During a period of seven months, a plant had struggled on a daily basis to operate a solvent recovery column. The packed column was supposed to yield a pure solvent product as a vapor side-draw. The feed consisted of a mix of water (~27%), solvent (~70%) and a range of heavy hydrocarbons (~3%). Trace contaminants included light hydrocarbons and a mix of other, mostly polar, light-ends. The heavy hydrocarbons were the bottoms product, the solvent was the vapor side-draw, and the water and some light-ends were supposed to leave overhead.

Unfortunately, solvent product concentration had never exceeded 88%, versus 95% required, and throughput had never surpassed 20% of design.


Adding a collector-distributor allowed direct measurement of vapor flow, which was critical to achieving stable control.

A variety of factors complicated the control problem:

* An uncontrolled hot-oil system with large variations in hot-oil temperature was causing large heat-input disturbances;

* The column was grossly oversized;

* Internals had been selected to allow for future vacuum service, even though current operation was at atmospheric pressure;

* The differential pressure between the column and the vapor side-draw condenser was very low;

* The temperature profile in the column was extremely sharp;

* Temperature control points were located incorrectly for inferential control;

* The liquid inventory in the column bottoms was too low for the recirculating heater control;

* The feed preheat was unstable;

* No control valve existed on the vapor side-draw, so vapor draw rate was instead controlled by operating pressure;

* The overhead condenser had an insufficient liquid-level range (6 in.); and

* The side-draw condenser had an insufficient liquid-level range (6 in.).

The problem here was that we had to control a vapor draw that was a large fraction of the total column feed using highly unstable heat input.
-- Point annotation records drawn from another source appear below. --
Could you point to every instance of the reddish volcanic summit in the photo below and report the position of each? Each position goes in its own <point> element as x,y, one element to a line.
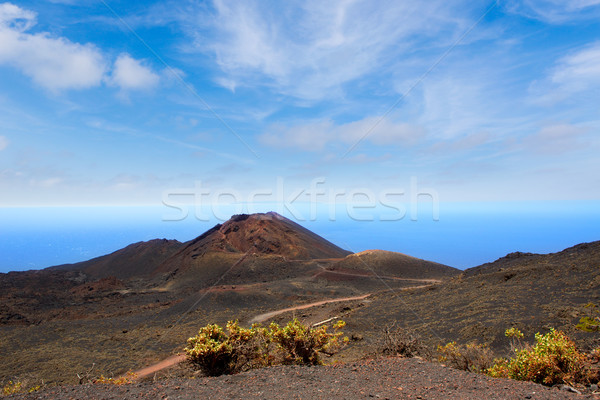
<point>265,234</point>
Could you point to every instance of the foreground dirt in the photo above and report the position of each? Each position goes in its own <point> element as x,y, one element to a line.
<point>391,378</point>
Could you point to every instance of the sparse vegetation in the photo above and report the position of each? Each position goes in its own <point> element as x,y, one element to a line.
<point>217,351</point>
<point>473,357</point>
<point>15,387</point>
<point>590,322</point>
<point>553,359</point>
<point>401,342</point>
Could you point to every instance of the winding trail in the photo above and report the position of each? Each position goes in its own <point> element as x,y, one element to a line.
<point>178,358</point>
<point>271,314</point>
<point>166,363</point>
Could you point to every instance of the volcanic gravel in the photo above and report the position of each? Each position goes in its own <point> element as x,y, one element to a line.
<point>389,378</point>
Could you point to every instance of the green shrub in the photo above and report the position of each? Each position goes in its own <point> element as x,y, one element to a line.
<point>590,322</point>
<point>302,344</point>
<point>16,387</point>
<point>553,359</point>
<point>216,351</point>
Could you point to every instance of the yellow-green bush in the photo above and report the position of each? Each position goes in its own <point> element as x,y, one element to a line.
<point>590,322</point>
<point>217,351</point>
<point>17,387</point>
<point>302,344</point>
<point>553,359</point>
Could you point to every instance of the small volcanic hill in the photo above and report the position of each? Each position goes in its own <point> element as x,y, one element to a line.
<point>389,263</point>
<point>532,292</point>
<point>267,234</point>
<point>246,248</point>
<point>136,260</point>
<point>255,235</point>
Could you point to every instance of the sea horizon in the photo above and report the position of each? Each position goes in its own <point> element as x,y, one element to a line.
<point>461,235</point>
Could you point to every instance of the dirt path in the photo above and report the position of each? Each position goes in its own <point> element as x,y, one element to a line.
<point>166,363</point>
<point>271,314</point>
<point>325,270</point>
<point>176,359</point>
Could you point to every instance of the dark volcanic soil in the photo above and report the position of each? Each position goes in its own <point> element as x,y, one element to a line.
<point>392,378</point>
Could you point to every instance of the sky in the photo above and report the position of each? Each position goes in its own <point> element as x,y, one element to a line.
<point>130,103</point>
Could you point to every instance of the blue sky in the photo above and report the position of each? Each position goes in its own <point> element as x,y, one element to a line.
<point>117,103</point>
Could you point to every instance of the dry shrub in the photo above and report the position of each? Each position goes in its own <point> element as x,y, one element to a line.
<point>473,357</point>
<point>17,386</point>
<point>216,351</point>
<point>401,342</point>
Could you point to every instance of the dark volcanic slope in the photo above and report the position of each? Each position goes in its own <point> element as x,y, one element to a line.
<point>531,292</point>
<point>392,378</point>
<point>389,263</point>
<point>135,260</point>
<point>247,248</point>
<point>268,233</point>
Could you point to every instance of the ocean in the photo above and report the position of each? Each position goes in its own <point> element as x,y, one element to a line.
<point>461,234</point>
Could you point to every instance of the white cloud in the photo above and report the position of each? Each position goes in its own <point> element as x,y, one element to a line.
<point>556,11</point>
<point>54,63</point>
<point>556,139</point>
<point>132,74</point>
<point>579,71</point>
<point>310,49</point>
<point>316,135</point>
<point>3,143</point>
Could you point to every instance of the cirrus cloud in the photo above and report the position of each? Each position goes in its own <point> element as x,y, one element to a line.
<point>56,63</point>
<point>317,135</point>
<point>53,63</point>
<point>3,143</point>
<point>132,74</point>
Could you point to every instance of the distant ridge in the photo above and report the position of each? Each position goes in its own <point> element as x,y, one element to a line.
<point>268,234</point>
<point>382,262</point>
<point>137,259</point>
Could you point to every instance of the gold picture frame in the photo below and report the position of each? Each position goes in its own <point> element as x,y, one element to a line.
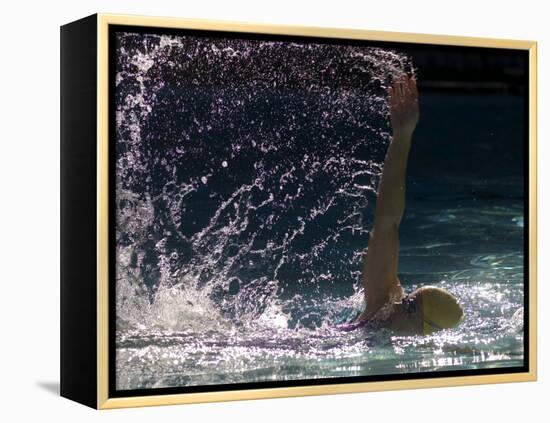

Not only was the heat input unstable, but constraints on the hot-oil system made measuring it essentially impossible except by back-calculating from the tower performance.

To arrive at a fix, we did not restrict ourselves to the information we already had. Instead, we asked ourselves what information the process had to generate for a controllable tower. We needed a measure of vapor traffic up the column , so we could make sure that the vapor side-draw rate was sufficiently less than the column vapor traffic to allow for proper distillation. Vapor traffic in a distillation column directly depends upon heat input into the column. Most units can measure heat input; we could not.

The solution was to directly measure vapor rate (Figure). A collector-distributor was installed in the column that was specially designed to impose a significant back-pressure. Essentially, we added an orifice plate inside the column. The differential pressure across the collector enabled direct measurement of vapor flow. The collector was sized to allow both for current atmospheric-pressure service and future vacuum operation without flooding.

Due to massive oversizing of the column, the packing pressure drop was nearly constant at atmospheric pressure operation. Without the added restriction at the collector, pressure drop did not provide enough signal gain to allow for control.

Yes, this system is highly interactive, but it works for this case. The results: capacity increased to about 70% of design rates and product purity increased to more than 98%. Capacity is now restricted by too small a reboiler and hot-oil loop problems (more on these another time).

A partial list of supporting changes included a complete redesign of the column internals; relocation of temperature control points; switching to a dynamic temperature threshold for composition control; use of an on/off level control for bottoms; installing a control valve in the vapor draw line; and adding level controls to the overhead condenser and the side-draw condenser.

We will discuss this troubled column several more times, because there are many other things we can learn from its host of problems.